Mirrorball by Mary Gaitskill, 2009
The magic trick:
Creating an aura of agonized romance out of an otherwise mundane hookup
The whole point of this website is to spotlight the magic in every short story.
It’s not a difficult task in this story.
The whole thing is magic.
So, actually, maybe it’s an impossible task. I certainly can’t tell you how she does it.
I can at least string a few sentences together about the effect.
The story analyzes a few simple actions and decisions made by two young people. It will likely be very familiar to many readers. The two young people meet at a bar. They go home. Unsure of what they truly want, they split apart, feeling, at best, unfulfilled; at worst, totally shattered.
It shouldn’t be that interesting.
But the way Gaitskill writes about it, the way she magnifies and analyzes every single aspect of the hookup and the hookup’s aftermath, this mundane romantic entanglement takes on an intensity far greater than the sum of its parts.
The analysis reaches a fever pitch two-thirds of the way through the text. The two spent far more of this story apart, at this point, than they have together. So we’re getting lost in the web of analysis and overthinking, just as the characters themselves are. You begin to think of this (would-be) couple as some kind of elevated, important pair.
Then they talk again.
She calls him late one night. The words they say, the feelings they express- you’re reminded, immediately, ‘Oh, this is just so stupid.’
The distance between the way the connection builds up in their minds and the reality of the situation is immense.
And isn’t that just how it always is? Especially when you’re young?
i don’t know of another story that creates that kind of melodramatic terror world of young people recklessly, foolishly bouncing off one another. It really is a magical story.
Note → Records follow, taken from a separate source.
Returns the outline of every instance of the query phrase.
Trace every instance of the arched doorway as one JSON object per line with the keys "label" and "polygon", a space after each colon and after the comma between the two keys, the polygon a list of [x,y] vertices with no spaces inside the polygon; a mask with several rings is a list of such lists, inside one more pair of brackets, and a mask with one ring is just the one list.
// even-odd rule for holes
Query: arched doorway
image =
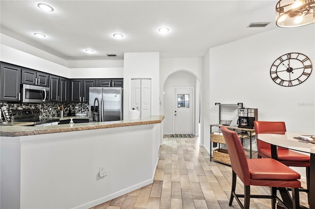
{"label": "arched doorway", "polygon": [[[191,93],[185,93],[189,92],[189,91]],[[190,95],[189,96],[188,100],[187,98],[185,98],[185,95],[187,94]],[[177,129],[177,127],[178,128],[177,126],[181,127],[183,126],[182,128],[185,129],[185,126],[188,125],[191,126],[191,131],[192,131],[189,134],[199,135],[199,95],[200,83],[199,80],[193,74],[189,72],[186,70],[180,70],[173,73],[167,77],[164,83],[163,89],[163,112],[165,116],[163,124],[164,134],[188,133],[175,132],[175,131],[177,129]],[[177,108],[179,105],[180,108],[179,109]],[[188,105],[189,106],[187,106]],[[184,113],[179,112],[179,110],[186,111],[188,110],[189,108],[191,108],[191,117],[184,116],[184,118],[187,120],[184,121],[183,120],[183,116],[178,115],[179,113]],[[188,113],[186,112],[185,114],[190,113],[189,112]],[[175,116],[175,115],[177,115]],[[178,117],[176,118],[176,117]],[[179,120],[177,120],[177,119]],[[188,120],[189,121],[188,121]],[[179,121],[180,121],[180,123],[179,123]],[[184,124],[181,123],[183,122],[185,122]]]}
And that’s quite a trick on Gaitskill’s part.
The selection:
Still, she was full of humiliation and pain. She was full of anger at the boy and fear of him because she believed he’d caused her suffering. But because she still heard, without knowing what she was hearing, the plaintive message of his trapped soul, her abjection and anger were strangely mixed with tenderness and pity. She came out of the bathroom staggering a little; she already felt drunk.